Much of the boom in the legal profession globally is being generated in the new emerging hubs. Lawyers in those jurisdictions are probably practising English law on many of their deals and many of those young practitioners may wish to reinforce their aspirations to be ‘global lawyers’ by gaining either an English or US qualification.
The New York bar authorities allow foreign lawyers to fly in and sit the state’s qualifying exam provided those lawyers have a pre-approved degree. As a result, the New York bar is becoming the global qualification of choice because it is so accessible. English law firms – and English law schools – are disadvantaged in this battle because the solicitors’ profession still requires students to complete an apprenticeship/training contract. Indeed, US law schools have recognised this flaw in the English model and are commercially exploiting it by promoting post-graduate programmes across the globe.

Best young brains

Because the US profession has no requirement for workplace training, it is at a huge advantage when it comes to luring the best young brains from around the globe. And that could lead to New York law usurping English law as the global law of choice among international legal practices and businesses.
For example, a young Singaporean lawyer – having qualified
at the New York bar – is surely going to be more inclined, if given the option, to put a deal through under New York rather than English law.
But it is not entirely smooth sailing for the Americans and they are not making it easy on themselves – or at least that is the case in the major jurisdiction of New York. The state bar authorities have recently approved a scheme demanding that aspiring students complete 50 hours of pro bono service before being allowed to qualify at the local bar.

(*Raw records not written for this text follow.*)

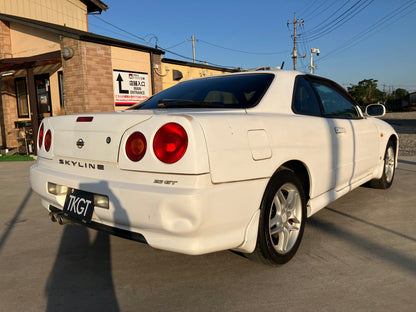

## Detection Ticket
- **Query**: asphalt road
[0,156,416,312]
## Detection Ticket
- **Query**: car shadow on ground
[46,225,119,311]
[45,181,129,312]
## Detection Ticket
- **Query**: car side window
[292,77,321,116]
[312,82,361,119]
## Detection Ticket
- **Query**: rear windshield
[131,73,274,109]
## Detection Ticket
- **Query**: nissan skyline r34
[30,71,398,264]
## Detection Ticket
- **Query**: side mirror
[364,104,386,117]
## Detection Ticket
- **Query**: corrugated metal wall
[0,0,88,31]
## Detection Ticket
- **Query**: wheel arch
[274,160,311,203]
[386,134,399,167]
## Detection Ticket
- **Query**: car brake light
[45,130,52,152]
[153,123,188,164]
[126,132,147,161]
[38,123,45,149]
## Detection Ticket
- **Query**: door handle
[334,127,347,134]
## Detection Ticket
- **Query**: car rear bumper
[30,158,267,254]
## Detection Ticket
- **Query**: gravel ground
[382,112,416,156]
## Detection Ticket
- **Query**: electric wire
[302,0,374,42]
[316,0,416,63]
[196,39,289,55]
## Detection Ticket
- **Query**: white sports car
[30,71,398,264]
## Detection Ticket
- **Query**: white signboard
[113,70,150,106]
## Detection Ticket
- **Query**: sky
[88,0,416,92]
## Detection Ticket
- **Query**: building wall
[7,23,61,58]
[0,21,12,58]
[0,0,88,31]
[0,77,18,147]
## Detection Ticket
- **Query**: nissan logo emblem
[77,139,84,149]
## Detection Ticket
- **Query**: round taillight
[45,130,52,152]
[126,132,147,161]
[38,123,45,149]
[153,123,188,164]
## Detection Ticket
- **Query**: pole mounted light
[311,48,321,75]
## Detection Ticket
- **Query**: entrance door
[35,74,52,123]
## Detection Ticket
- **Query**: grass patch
[0,155,35,161]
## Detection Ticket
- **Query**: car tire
[249,168,306,265]
[369,141,396,189]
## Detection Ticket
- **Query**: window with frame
[58,70,65,109]
[14,77,29,118]
[292,77,321,116]
[312,82,361,119]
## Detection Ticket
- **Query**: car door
[312,80,362,191]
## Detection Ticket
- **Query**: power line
[303,0,374,42]
[93,15,237,69]
[318,0,416,63]
[196,39,289,55]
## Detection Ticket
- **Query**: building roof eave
[0,13,165,55]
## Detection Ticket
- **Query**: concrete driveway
[0,156,416,312]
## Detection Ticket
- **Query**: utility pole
[311,48,321,75]
[191,35,195,64]
[287,12,306,70]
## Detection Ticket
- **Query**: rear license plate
[64,189,94,223]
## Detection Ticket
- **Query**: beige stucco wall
[0,0,88,31]
[10,23,61,58]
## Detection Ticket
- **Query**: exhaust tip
[49,212,58,222]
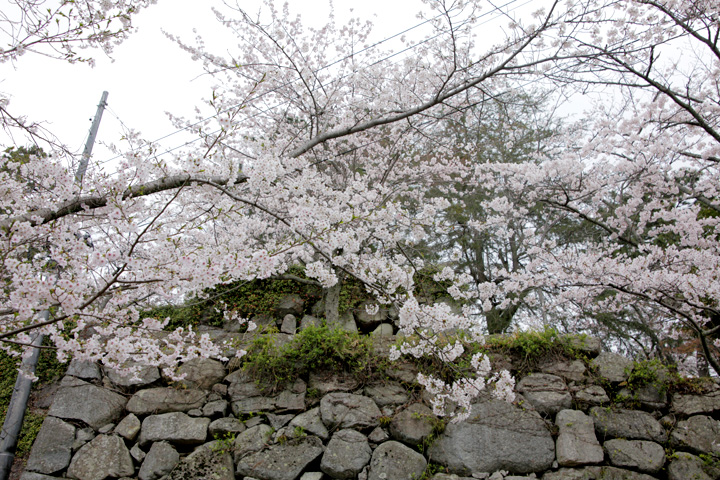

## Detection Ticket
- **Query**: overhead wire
[97,0,532,170]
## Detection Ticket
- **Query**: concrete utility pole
[75,92,108,183]
[0,92,108,480]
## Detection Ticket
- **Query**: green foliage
[244,325,371,388]
[143,266,322,330]
[485,326,581,371]
[0,342,67,457]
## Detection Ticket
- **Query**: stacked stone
[21,313,720,480]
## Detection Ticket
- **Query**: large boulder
[25,416,75,475]
[290,407,330,441]
[517,373,572,415]
[590,352,633,383]
[603,438,665,473]
[320,429,372,480]
[428,400,555,475]
[48,377,127,431]
[671,415,720,456]
[390,403,437,447]
[236,436,323,480]
[365,382,409,407]
[105,362,160,389]
[672,386,720,415]
[67,435,135,480]
[590,407,667,443]
[138,442,180,480]
[232,424,273,463]
[555,410,604,467]
[275,293,305,318]
[368,440,427,480]
[139,412,210,446]
[163,442,235,480]
[667,452,719,480]
[320,393,382,429]
[127,388,207,415]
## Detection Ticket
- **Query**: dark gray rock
[516,373,572,415]
[275,293,305,318]
[387,361,418,385]
[177,357,227,390]
[275,390,305,412]
[163,442,235,480]
[290,407,330,441]
[208,417,246,438]
[25,416,75,475]
[280,313,297,335]
[127,388,207,415]
[65,359,101,380]
[20,470,64,480]
[555,410,604,467]
[575,385,610,406]
[671,415,720,456]
[308,371,360,396]
[668,452,713,480]
[202,400,228,419]
[236,436,323,480]
[542,467,657,480]
[67,435,135,480]
[115,413,141,441]
[138,442,180,480]
[320,429,372,479]
[232,397,275,417]
[672,388,720,415]
[368,440,427,480]
[540,360,586,382]
[326,311,357,333]
[73,427,96,452]
[368,427,390,443]
[48,377,127,430]
[364,382,410,407]
[590,352,633,383]
[370,323,393,337]
[225,369,262,402]
[233,424,273,463]
[590,407,667,443]
[428,400,555,475]
[603,439,665,473]
[298,315,322,331]
[390,403,437,447]
[320,393,382,429]
[138,412,210,447]
[353,300,387,330]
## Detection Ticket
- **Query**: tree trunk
[323,271,345,325]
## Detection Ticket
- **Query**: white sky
[0,0,542,166]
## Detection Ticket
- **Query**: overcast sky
[0,0,537,167]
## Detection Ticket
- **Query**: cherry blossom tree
[0,0,720,424]
[0,0,156,148]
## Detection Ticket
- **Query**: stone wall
[15,312,720,480]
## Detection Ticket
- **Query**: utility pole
[75,92,108,183]
[0,92,108,480]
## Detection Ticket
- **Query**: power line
[98,0,531,169]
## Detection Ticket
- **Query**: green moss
[244,325,371,388]
[0,341,67,457]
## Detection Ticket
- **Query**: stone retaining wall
[16,322,720,480]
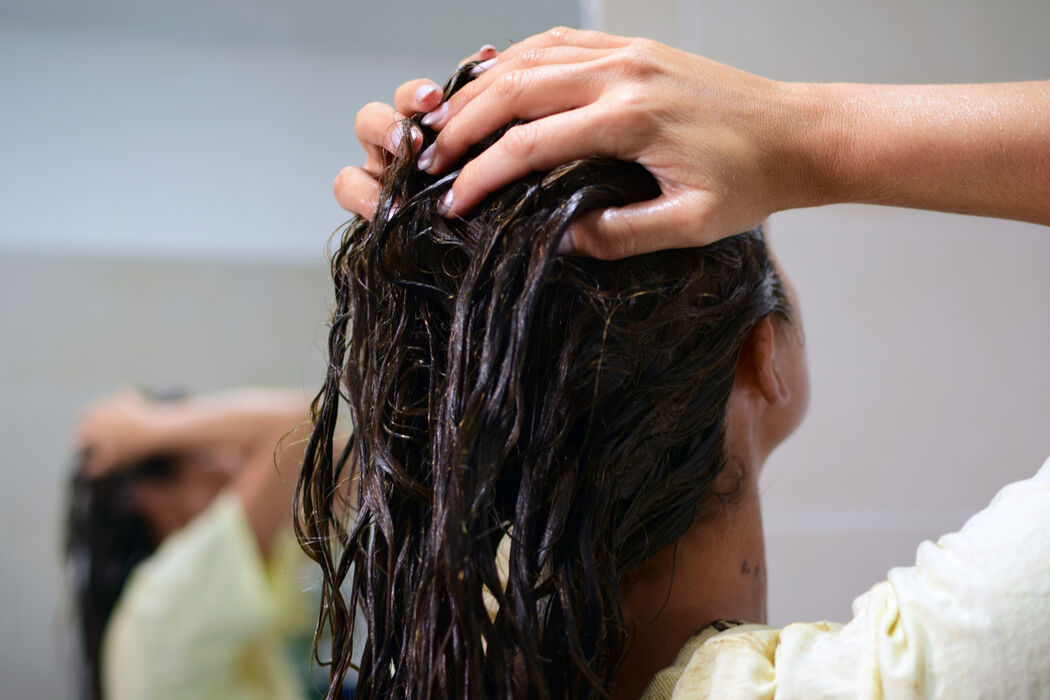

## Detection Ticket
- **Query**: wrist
[770,83,855,211]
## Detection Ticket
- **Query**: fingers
[503,26,631,57]
[558,193,723,260]
[420,56,605,173]
[332,166,382,221]
[459,44,500,67]
[394,78,441,114]
[441,105,621,216]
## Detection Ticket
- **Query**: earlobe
[738,316,791,406]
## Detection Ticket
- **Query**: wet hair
[296,64,790,698]
[65,391,183,700]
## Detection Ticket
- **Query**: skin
[335,27,1050,258]
[77,390,309,554]
[614,265,810,698]
[334,28,1050,698]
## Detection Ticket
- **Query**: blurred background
[0,0,1050,698]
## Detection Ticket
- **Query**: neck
[613,465,765,699]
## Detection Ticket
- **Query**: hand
[420,28,816,258]
[77,389,163,476]
[333,45,498,220]
[336,28,823,258]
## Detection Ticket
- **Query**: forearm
[802,82,1050,225]
[144,389,308,454]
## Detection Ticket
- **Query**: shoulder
[645,460,1050,700]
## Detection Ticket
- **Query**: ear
[734,316,791,406]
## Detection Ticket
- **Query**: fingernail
[413,84,438,103]
[470,59,496,76]
[419,102,448,126]
[416,144,432,172]
[386,126,401,153]
[438,188,453,216]
[558,229,575,255]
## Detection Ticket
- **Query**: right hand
[336,29,823,259]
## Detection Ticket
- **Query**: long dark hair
[296,64,789,698]
[65,390,184,700]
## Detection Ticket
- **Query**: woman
[68,390,312,700]
[300,29,1050,697]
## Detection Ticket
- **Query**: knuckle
[503,124,537,158]
[620,39,655,77]
[354,102,383,124]
[607,85,653,134]
[492,70,528,102]
[545,26,573,44]
[515,48,548,68]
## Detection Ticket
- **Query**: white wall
[0,0,579,700]
[590,0,1050,624]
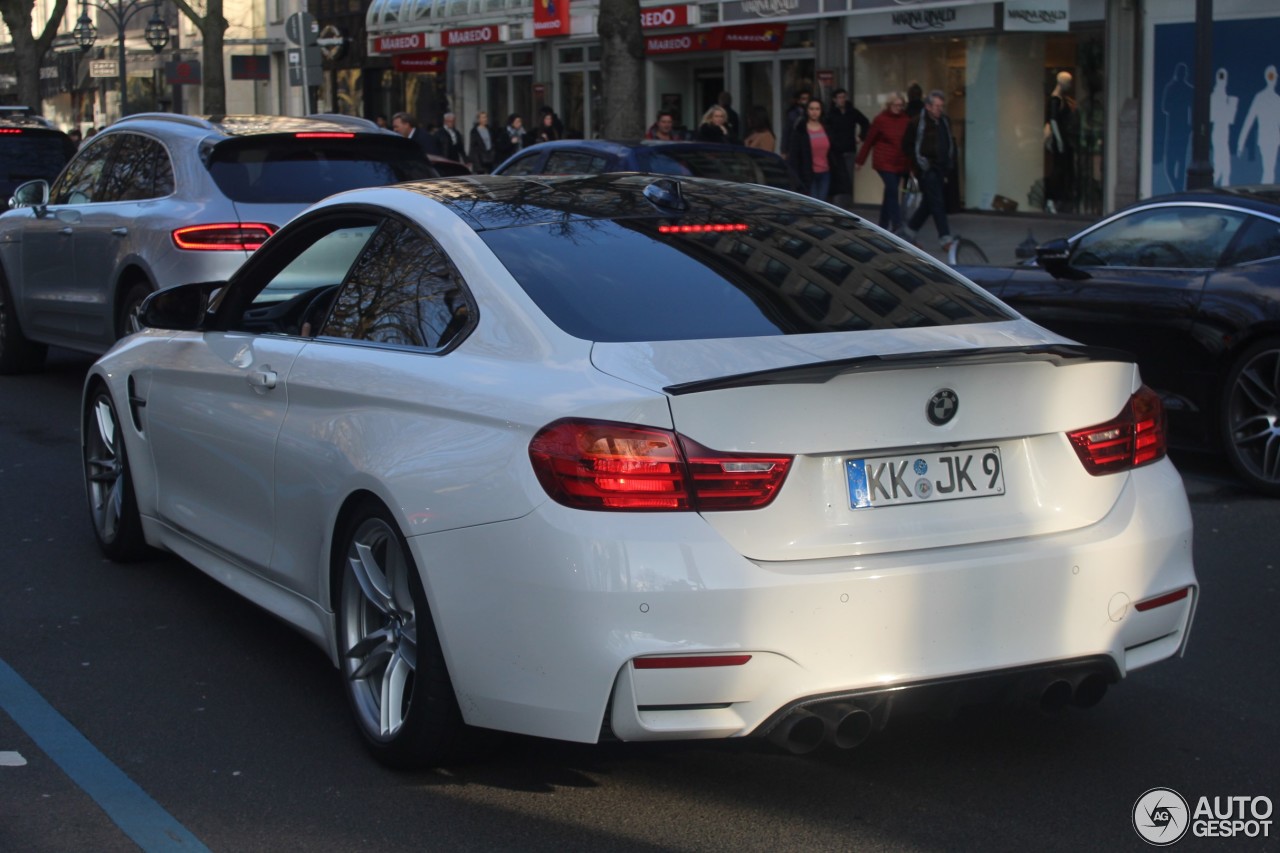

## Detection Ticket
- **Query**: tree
[598,0,645,140]
[168,0,228,115]
[0,0,68,114]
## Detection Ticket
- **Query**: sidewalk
[851,205,1094,266]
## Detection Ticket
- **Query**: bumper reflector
[1134,587,1192,613]
[631,654,751,670]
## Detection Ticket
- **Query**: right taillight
[529,419,791,511]
[173,222,275,252]
[1066,386,1166,476]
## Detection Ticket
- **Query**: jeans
[876,169,902,231]
[906,163,951,238]
[809,172,831,201]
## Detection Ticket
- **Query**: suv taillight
[173,222,275,252]
[529,419,791,511]
[1066,386,1166,476]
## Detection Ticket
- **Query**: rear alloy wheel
[335,506,484,768]
[1222,338,1280,497]
[81,384,150,562]
[0,280,47,375]
[115,282,151,341]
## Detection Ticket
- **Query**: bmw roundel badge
[924,388,960,427]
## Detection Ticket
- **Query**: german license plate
[845,447,1005,510]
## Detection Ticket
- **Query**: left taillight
[529,419,792,511]
[1066,386,1167,476]
[173,222,275,252]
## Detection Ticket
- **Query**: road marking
[0,660,209,853]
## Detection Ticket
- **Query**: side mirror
[9,181,49,216]
[138,282,225,332]
[1036,237,1091,280]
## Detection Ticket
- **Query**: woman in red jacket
[854,93,911,231]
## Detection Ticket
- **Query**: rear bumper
[410,455,1198,742]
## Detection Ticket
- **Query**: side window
[97,133,173,201]
[321,220,472,350]
[49,133,115,205]
[1071,207,1243,269]
[1226,216,1280,266]
[502,152,543,174]
[543,151,609,174]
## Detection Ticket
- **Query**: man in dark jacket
[901,90,957,251]
[827,88,872,207]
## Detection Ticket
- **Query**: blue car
[493,140,796,190]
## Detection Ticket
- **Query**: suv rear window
[209,134,436,204]
[480,215,1015,342]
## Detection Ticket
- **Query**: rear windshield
[0,131,76,187]
[646,146,791,190]
[480,215,1014,342]
[209,136,436,204]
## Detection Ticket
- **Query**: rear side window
[209,134,435,204]
[480,215,1014,342]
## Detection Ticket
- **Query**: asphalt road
[0,353,1280,853]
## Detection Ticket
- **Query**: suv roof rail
[115,113,218,131]
[307,113,387,131]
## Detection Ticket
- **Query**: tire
[333,503,495,770]
[0,272,49,375]
[115,280,151,341]
[81,383,151,562]
[1221,338,1280,497]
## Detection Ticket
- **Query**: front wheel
[81,384,150,562]
[1222,338,1280,497]
[334,505,488,768]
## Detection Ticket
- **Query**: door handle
[248,370,280,391]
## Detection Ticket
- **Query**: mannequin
[1044,72,1076,213]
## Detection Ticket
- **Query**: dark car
[493,140,795,190]
[960,186,1280,496]
[0,115,76,211]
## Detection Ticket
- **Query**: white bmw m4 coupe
[83,174,1198,767]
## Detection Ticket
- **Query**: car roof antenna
[644,178,689,211]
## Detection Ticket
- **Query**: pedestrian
[906,83,924,118]
[854,92,911,231]
[694,104,737,145]
[787,97,832,201]
[435,113,467,163]
[827,88,870,207]
[494,113,526,163]
[644,110,682,142]
[392,111,440,155]
[742,106,778,151]
[467,110,498,174]
[716,92,742,142]
[902,90,957,251]
[782,88,810,158]
[534,111,559,142]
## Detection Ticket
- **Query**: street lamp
[72,0,169,117]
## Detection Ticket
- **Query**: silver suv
[0,113,435,374]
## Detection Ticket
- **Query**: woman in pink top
[854,92,911,231]
[787,99,831,201]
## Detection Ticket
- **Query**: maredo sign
[640,6,698,29]
[440,24,507,47]
[534,0,568,38]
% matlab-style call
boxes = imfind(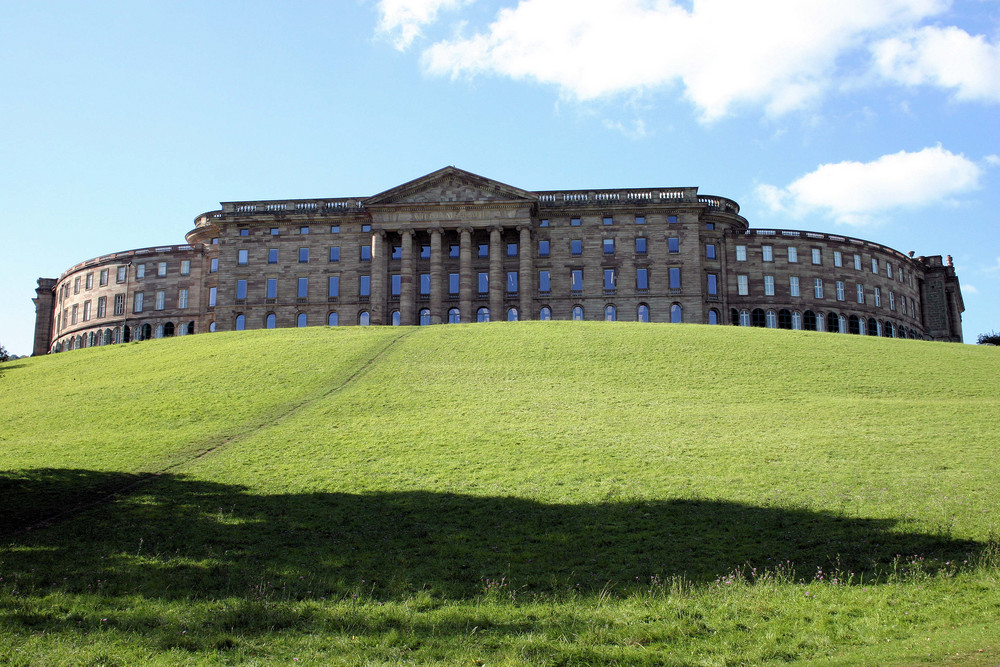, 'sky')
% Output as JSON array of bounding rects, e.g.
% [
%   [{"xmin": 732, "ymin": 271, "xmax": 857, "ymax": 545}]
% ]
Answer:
[{"xmin": 0, "ymin": 0, "xmax": 1000, "ymax": 354}]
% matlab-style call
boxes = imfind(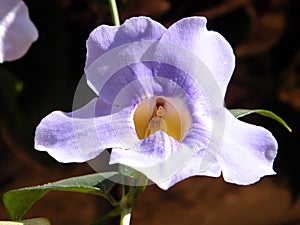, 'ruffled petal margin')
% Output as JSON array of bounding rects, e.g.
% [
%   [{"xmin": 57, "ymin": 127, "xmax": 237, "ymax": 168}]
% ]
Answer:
[
  {"xmin": 217, "ymin": 109, "xmax": 278, "ymax": 185},
  {"xmin": 35, "ymin": 99, "xmax": 137, "ymax": 163},
  {"xmin": 0, "ymin": 0, "xmax": 38, "ymax": 63}
]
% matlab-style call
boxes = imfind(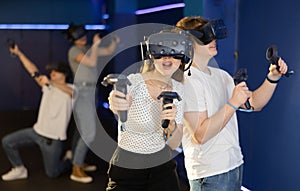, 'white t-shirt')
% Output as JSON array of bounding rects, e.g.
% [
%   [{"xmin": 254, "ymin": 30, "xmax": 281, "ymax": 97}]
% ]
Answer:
[
  {"xmin": 33, "ymin": 84, "xmax": 72, "ymax": 140},
  {"xmin": 118, "ymin": 73, "xmax": 184, "ymax": 154},
  {"xmin": 182, "ymin": 67, "xmax": 243, "ymax": 180}
]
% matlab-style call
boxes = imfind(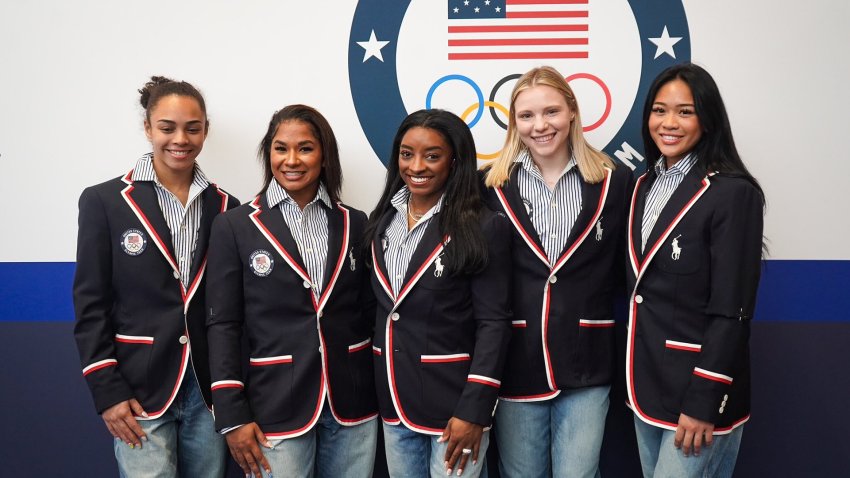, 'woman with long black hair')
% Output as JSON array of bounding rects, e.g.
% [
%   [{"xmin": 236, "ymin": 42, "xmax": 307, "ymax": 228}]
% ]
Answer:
[
  {"xmin": 626, "ymin": 63, "xmax": 765, "ymax": 477},
  {"xmin": 366, "ymin": 110, "xmax": 510, "ymax": 477}
]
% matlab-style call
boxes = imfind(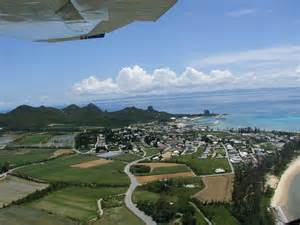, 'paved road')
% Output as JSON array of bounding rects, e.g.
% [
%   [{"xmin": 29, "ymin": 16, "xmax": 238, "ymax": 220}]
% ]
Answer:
[
  {"xmin": 124, "ymin": 153, "xmax": 156, "ymax": 225},
  {"xmin": 190, "ymin": 202, "xmax": 213, "ymax": 225}
]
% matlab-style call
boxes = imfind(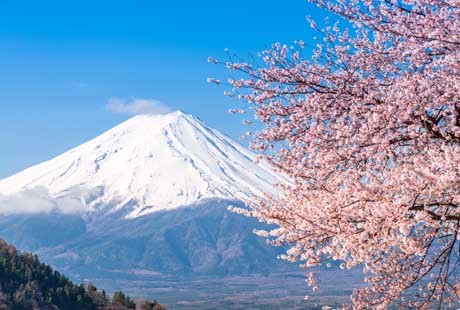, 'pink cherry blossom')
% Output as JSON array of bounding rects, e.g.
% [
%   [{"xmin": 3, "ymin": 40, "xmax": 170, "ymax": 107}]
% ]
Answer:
[{"xmin": 212, "ymin": 0, "xmax": 460, "ymax": 309}]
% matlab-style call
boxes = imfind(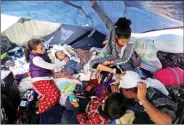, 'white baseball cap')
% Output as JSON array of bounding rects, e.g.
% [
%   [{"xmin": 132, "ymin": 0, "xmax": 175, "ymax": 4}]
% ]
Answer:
[{"xmin": 119, "ymin": 71, "xmax": 141, "ymax": 89}]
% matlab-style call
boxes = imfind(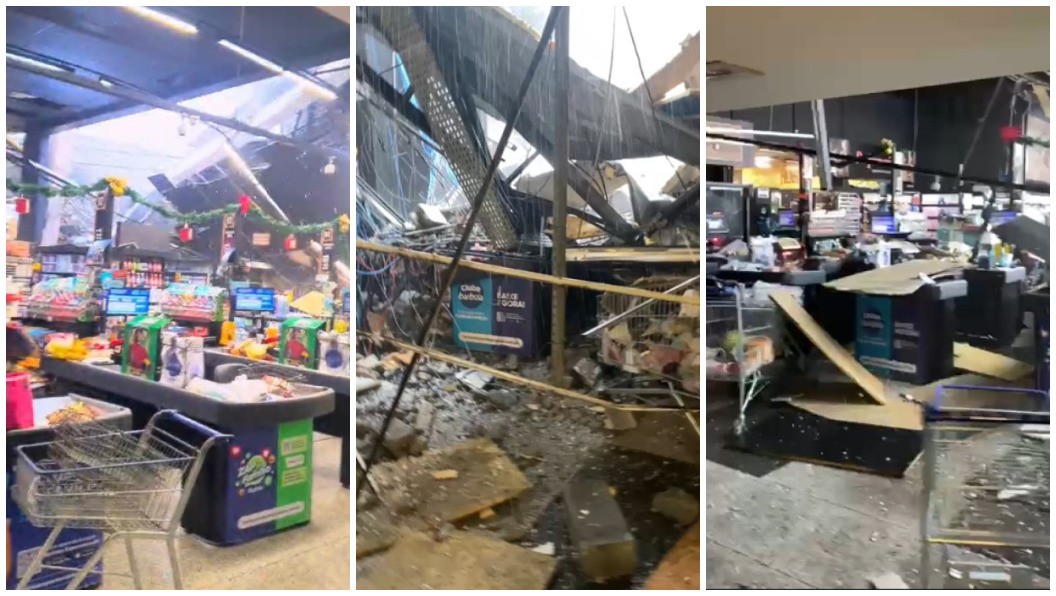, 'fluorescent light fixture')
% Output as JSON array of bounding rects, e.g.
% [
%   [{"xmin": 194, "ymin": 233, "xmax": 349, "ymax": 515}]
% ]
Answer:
[
  {"xmin": 216, "ymin": 39, "xmax": 284, "ymax": 74},
  {"xmin": 224, "ymin": 141, "xmax": 289, "ymax": 222},
  {"xmin": 7, "ymin": 52, "xmax": 70, "ymax": 73},
  {"xmin": 283, "ymin": 71, "xmax": 337, "ymax": 101},
  {"xmin": 125, "ymin": 6, "xmax": 197, "ymax": 35}
]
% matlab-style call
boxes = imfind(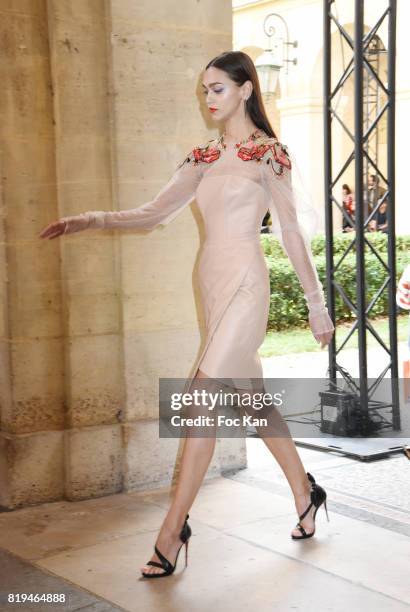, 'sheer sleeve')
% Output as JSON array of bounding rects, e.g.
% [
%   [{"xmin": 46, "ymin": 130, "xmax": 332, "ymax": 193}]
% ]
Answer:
[
  {"xmin": 61, "ymin": 151, "xmax": 203, "ymax": 234},
  {"xmin": 262, "ymin": 143, "xmax": 334, "ymax": 333}
]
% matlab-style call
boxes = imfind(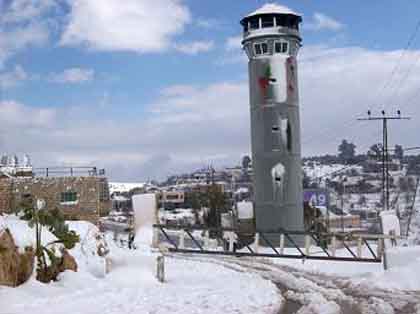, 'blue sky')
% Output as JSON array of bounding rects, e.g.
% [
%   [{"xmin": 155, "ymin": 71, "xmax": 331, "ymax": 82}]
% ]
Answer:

That might be a relatively easy hurdle for domestic students to leap, but potentially a thoroughly off-putting barrier for students from overseas.
Perhaps a solution would be the creation of a globally recognised transactional lawyer qualification, which leaves issues such as advocacy and litigation rights to domestic legal profession regulators. For the sake of efficiency in an ever-competitive international business market, the legal profession needs a level qualification process playing field across the major jurisdictions. Perhaps the IBA has a role to play in this.